A six-year-old boy has won the right to seek damages from a dive charter company over the death of his father.
Lex Warner, from Sutton Coldfield, West Midlands, died in 2012 during a diving expedition near Cape Wrath in Scotland.
His widow Debbie Warner sought damages from Orkney-based Scapa Flow Charters (SFC), but it was found the legal action was time-barred.
The Supreme Court in London has now ruled that her claim on behalf of her son Vincent should be allowed to proceed.
Mr Warner was preparing to dive from the MV Jean Elaine, a boat hired from SFC, when he fell on the deck.
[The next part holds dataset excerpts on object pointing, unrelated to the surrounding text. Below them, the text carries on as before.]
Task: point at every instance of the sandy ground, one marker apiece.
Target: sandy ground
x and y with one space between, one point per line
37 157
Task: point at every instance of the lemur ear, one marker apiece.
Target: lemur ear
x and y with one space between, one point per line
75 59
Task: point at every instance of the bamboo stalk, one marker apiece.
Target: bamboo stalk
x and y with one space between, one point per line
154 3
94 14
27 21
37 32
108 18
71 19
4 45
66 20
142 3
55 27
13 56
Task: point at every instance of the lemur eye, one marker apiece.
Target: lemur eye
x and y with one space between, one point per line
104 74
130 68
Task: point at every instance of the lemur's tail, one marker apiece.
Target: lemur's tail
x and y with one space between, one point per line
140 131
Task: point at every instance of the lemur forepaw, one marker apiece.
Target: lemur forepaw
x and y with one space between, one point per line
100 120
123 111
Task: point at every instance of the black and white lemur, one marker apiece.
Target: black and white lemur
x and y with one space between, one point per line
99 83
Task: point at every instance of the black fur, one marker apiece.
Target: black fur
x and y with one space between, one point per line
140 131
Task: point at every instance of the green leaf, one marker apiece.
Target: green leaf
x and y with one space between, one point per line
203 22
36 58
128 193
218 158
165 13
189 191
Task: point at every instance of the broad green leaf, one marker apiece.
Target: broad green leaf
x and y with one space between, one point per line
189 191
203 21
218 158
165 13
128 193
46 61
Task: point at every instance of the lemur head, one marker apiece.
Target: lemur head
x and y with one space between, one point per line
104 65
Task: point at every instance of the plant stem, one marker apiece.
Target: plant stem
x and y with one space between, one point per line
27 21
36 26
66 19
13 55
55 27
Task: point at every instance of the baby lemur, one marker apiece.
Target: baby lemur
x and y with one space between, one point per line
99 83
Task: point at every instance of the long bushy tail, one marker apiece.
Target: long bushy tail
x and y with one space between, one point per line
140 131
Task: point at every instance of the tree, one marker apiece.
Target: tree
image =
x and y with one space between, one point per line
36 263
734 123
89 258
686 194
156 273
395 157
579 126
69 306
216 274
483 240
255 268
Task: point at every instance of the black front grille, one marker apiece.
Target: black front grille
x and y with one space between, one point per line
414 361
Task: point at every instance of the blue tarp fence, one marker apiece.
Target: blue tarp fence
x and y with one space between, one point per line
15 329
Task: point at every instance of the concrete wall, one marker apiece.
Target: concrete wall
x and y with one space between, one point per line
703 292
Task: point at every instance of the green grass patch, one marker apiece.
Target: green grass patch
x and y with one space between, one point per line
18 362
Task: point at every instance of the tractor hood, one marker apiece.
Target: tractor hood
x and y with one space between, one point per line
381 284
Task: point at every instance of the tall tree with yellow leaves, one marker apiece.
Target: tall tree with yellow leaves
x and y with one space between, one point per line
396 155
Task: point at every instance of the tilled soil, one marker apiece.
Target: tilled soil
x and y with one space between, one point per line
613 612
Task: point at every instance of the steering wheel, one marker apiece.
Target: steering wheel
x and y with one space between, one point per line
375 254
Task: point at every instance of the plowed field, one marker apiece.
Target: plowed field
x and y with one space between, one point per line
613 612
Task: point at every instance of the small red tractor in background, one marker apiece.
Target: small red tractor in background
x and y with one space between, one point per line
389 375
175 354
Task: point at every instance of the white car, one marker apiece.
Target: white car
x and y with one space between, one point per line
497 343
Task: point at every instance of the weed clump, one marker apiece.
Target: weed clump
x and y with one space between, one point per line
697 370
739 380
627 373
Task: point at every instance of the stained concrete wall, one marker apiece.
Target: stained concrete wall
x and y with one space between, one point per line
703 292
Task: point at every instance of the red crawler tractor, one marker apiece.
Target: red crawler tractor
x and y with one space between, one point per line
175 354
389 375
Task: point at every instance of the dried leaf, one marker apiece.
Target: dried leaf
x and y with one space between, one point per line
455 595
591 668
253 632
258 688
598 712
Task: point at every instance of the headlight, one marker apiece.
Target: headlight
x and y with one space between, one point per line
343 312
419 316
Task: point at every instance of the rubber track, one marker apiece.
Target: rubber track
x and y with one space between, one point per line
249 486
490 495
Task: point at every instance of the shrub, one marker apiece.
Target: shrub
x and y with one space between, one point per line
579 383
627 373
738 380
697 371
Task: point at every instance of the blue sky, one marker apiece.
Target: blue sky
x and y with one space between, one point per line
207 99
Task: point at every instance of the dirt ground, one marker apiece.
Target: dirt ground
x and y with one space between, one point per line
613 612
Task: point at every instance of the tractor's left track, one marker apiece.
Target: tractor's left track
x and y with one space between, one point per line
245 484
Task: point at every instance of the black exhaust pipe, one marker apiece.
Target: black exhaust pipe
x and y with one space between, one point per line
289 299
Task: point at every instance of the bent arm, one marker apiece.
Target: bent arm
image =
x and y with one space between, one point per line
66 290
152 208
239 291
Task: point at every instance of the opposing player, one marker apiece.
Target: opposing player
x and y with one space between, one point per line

He was helped to his feet and continued with the dive, however he got into trouble while submerged and could not be revived when helped back onboard.
Mrs Warner sought damages on behalf of herself and her son in 2015, claiming her husband’s death was the result of SFC’s negligence.
The company lodged a defence that the case was time-barred under the Athens Convention, which sets out laws on action for damages relating to the carriage of passengers at sea.
The Court of Session in Edinburgh ruled in favour of the firm, however it was decided on appeal that Vincent’s claim should be allowed to proceed.
The Supreme Court has upheld that ruling after dismissing an appeal from SFC.
Judge Lord Hodge wrote: “In agreement with the Inner House, I conclude that Mrs Warner’s claim as Vincent’s guardian is not time barred by the Athens Convention.”